Qu’en est-il de l’aide médicale à mourir ? D’ici juin 2025 au plus tard, les personnes qui souffrent d’un trouble neurocognitif pourront formuler une demande anticipée à condition d’être encore aptes à consentir aux soins. Si elles deviennent inaptes par la suite, elles pourront quand même recevoir l’aide médicale à mourir au moment jugé opportun par le mandataire qu’elles auront désigné.

« Ce soin est une précieuse option de fin de vie, mais n’oublions pas qu’on peut aussi réduire l’intensité des traitements pour permettre aux patients de mourir de causes naturelles avant d’en arriver à la phase avancée de la maladie, a rappelé la Dre Lachance-Fortin. À partir du stade modéré, on évite l’acharnement thérapeutique pour offrir principalement des soins de confort. On peut aussi arrêter les médicaments qui prolongent la vie. Les médecins ont l’obligation déontologique d’offrir seulement les soins qui sont médicalement indiqués. »

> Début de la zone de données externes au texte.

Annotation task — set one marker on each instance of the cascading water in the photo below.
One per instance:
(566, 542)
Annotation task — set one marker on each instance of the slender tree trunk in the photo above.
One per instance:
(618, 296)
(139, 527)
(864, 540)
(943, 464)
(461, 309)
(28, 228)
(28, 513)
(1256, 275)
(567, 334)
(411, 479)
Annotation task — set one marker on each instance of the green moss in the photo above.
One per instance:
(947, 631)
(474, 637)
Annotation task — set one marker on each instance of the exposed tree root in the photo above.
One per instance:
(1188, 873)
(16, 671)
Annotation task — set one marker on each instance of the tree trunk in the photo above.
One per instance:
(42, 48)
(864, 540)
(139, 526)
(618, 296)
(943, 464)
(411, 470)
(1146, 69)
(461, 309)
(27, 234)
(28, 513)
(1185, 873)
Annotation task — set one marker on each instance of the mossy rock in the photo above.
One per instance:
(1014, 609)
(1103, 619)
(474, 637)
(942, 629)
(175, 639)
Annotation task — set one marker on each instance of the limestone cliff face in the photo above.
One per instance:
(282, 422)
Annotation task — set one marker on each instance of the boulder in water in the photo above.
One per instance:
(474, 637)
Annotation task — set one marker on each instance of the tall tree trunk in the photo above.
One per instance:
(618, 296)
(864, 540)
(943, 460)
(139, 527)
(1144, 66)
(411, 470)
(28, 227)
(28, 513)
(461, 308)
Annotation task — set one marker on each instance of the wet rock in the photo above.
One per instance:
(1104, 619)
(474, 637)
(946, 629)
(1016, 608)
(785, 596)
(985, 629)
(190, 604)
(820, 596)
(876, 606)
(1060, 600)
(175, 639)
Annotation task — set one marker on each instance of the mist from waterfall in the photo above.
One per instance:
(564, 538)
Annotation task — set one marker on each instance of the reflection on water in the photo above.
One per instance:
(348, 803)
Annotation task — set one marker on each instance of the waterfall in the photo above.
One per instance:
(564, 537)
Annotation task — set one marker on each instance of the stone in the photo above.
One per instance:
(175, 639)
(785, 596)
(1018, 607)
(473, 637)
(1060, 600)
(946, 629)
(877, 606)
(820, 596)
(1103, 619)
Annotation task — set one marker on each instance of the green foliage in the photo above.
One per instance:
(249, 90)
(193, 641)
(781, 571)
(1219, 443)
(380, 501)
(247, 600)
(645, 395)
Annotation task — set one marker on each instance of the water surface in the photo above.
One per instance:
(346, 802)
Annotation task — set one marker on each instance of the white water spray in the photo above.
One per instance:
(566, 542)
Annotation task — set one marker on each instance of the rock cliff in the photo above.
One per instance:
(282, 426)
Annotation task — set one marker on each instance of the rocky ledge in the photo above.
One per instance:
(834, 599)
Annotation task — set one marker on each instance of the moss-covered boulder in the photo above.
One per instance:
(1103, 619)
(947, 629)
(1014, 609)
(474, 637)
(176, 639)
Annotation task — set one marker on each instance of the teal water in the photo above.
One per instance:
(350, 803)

Mais que faire, par exemple, lorsqu’une famille exige de sauver un patient dysphagique qui a des pneumonies d’aspiration à répétition ? Une approche efficace consiste à poser des questions ouvertes comme : comment trouvez-vous la qualité de vie de votre mère ? Si elle se voyait dans cet état, que souhaiterait-elle ?

« Dans la majorité des cas, les proches reconnaissent que la personne voudrait qu’on la laisse partir, a observé la Dre Géraldine Lachance-Fortin. Cependant, ils ont parfois besoin d’un peu de temps pour y penser. Faire preuve d’empathie et de sou­plesse facilite les choses. L’autorisation judiciaire ne devrait être envisagée qu’en dernier recours. »

bibliographie

1. Iso-Markku P, Kujala UM, Knittle K et coll. Physical activity as a protective factor for dementia and Alzheimer’s disease: systematic review, meta-analysis and quality assessment of cohort and case-control studies. Br J Sports Med 2022 ; 56 (12) : 701-9. DOI : 10.1136/bjsports-2021-104981.